Michał zatrzymał się krok od niego. Jego poznaczona bliznami twarz wyrażała teraz
niczym niehamowaną wściekłość. Wytatuowany wokół lewego oka płomień zaczął mienić się
czerwienią i żółcią, a zaciśnięte zęby ze świstem przepuszczały powietrze.
- Dostałeś dwie setki doborowych wojowników - wycedził - i cudowne miejsce na
zasadzkę. Przeciwnik nieomal żaden, A TY MI MÓWISZ O STRATACH?!
Nathaniel zrobił maleńki kroczek do tyłu i z przerażeniem odkrył, że oto właśnie dotarł do
ścianki namiotu.

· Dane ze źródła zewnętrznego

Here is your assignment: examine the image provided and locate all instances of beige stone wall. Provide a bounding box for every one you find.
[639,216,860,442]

Wbił skrzydła w płótno.
- Oni mieli tę broń, panie - spróbował obrony raz jeszcze, prawie szeptem. - Tę, która…
Archanioł wziął głęboki oddech, po czym cofnął się o krok. Stał przez chwilę w milczeniu,
jakby coś rozważając.
- Zostaniesz odprowadzony pod strażą do swojego namiotu - powiedział wreszcie już
niemal spokojnym głosem. - Nie wolno ci go opuścić do czasu, gdy postanowię, co z tobą
zrobić. Zgłoś się do wartowników i powiedz im, co rozkazałem. A teraz zabierz sobie ten wraży
czerep i precz!
Pętak - myślał, patrząc na wychodzącego cherubina. - Otaczają mnie tchórze i pętaki. Ileż
to odpraw poświęcił, by zdyskredytować mit o owej zabójczej broni, ową plotkę, która
nieopatrznie wyrwała się z ust strażników olbrzyma Aegira i rozlazła po jego armii niczym
szarańcza po polach Egiptu. Przeklęci! Jednym zdaniem zrobili więcej, niż wszystkie Alfy,
Karły i Walkirie swymi mieczami czy toporami.
Przez chwilę przyglądał się leżącym na ziemi figurkom, po czym podniósł jedną z nich.
Był to dobrze zbudowany wojownik o kruczoczarnej brodzie i opasce na oku. Na jego zbroi
widniał emblemat wielkiego drzewa ze zwisającą z gałęzi szubienicą.
- Nie przejmuj się, Odynie - wyszeptał archanioł Michał, uśmiechając się krzywo. Płomień
na jego twarzy znów rozgorzał. - To nie opóźni naszego spotkania.
* * *
Niemal w tym samym momencie, gdy Michał przemówił do trzymanej w dłoni figurki,
siedzącego na tronie Odyna przeszył dreszcz.
Chwilę później zatrzęsło się wszystko.
Kufle z czaszek zagrzechotały na stołach, a z glinianych mis powypadały piszczelowe
łyżki. Ogołocone z broni stojaki runęły na rozciągnięte na podłodze zwierzęce skóry.
Stojący na środku sali bóg piorunów Thor położył na ziemi swój młot i stanąwszy w
rozkroku, rozłożył ręce. Nawet on nie bez trudu utrzymał równowagę.
Wstrząsy ustały równie szybko, jak się rozpoczęły. Znów słychać było tylko dobiegające
zza murów odgłosy bitwy, anielskie ryki tryumfu, gdy padały kolejne fortyfikacje, no i
oczywiście równomierne uderzenia tarana we wrota Walhalli.
Bóg piorunów ponownie sięgnął po młot, podrzucił go, złapał lewą ręką i zakręcił młynka
nad głową. Odyn skrzywił się z niesmakiem.
- Mogę wiedzieć, czemu ci tak wesoło, synu?
Thor wzruszył potężnymi ramionami.
- Trudno powiedzieć - odparł. - To chyba przez te wstrząsy. Przypomniały mi o starych
czasach. Przez to wszystko niemal zapomniałem, że on tam jeszcze siedzi.
Odyn spojrzał na wiszące pod sufitem jezioro, dar morskiego olbrzyma Aegira. Tego
samego, który wymyślił, że ze skrzydlatymi można się układać. Biedny głupiec!
- Za to ja cały czas pamiętam o Kłamcy - rzucił smutno władca Walhalli. - I czasem mam
ochotę zejść tam i zakończyć jego podły żywot.
Pan grzmotów spojrzał na niego z wyrzutem.
- Nie możesz! On przecież…
- …ma być przyczynkiem końca, wiem - ojciec wszedł mu w zdanie. - Tyle tylko, że oto
właśnie nadszedł koniec, nie widzisz?!
Zza drzwi od strony komnat wyłoniła się głowa karła. Thor machnął ręką.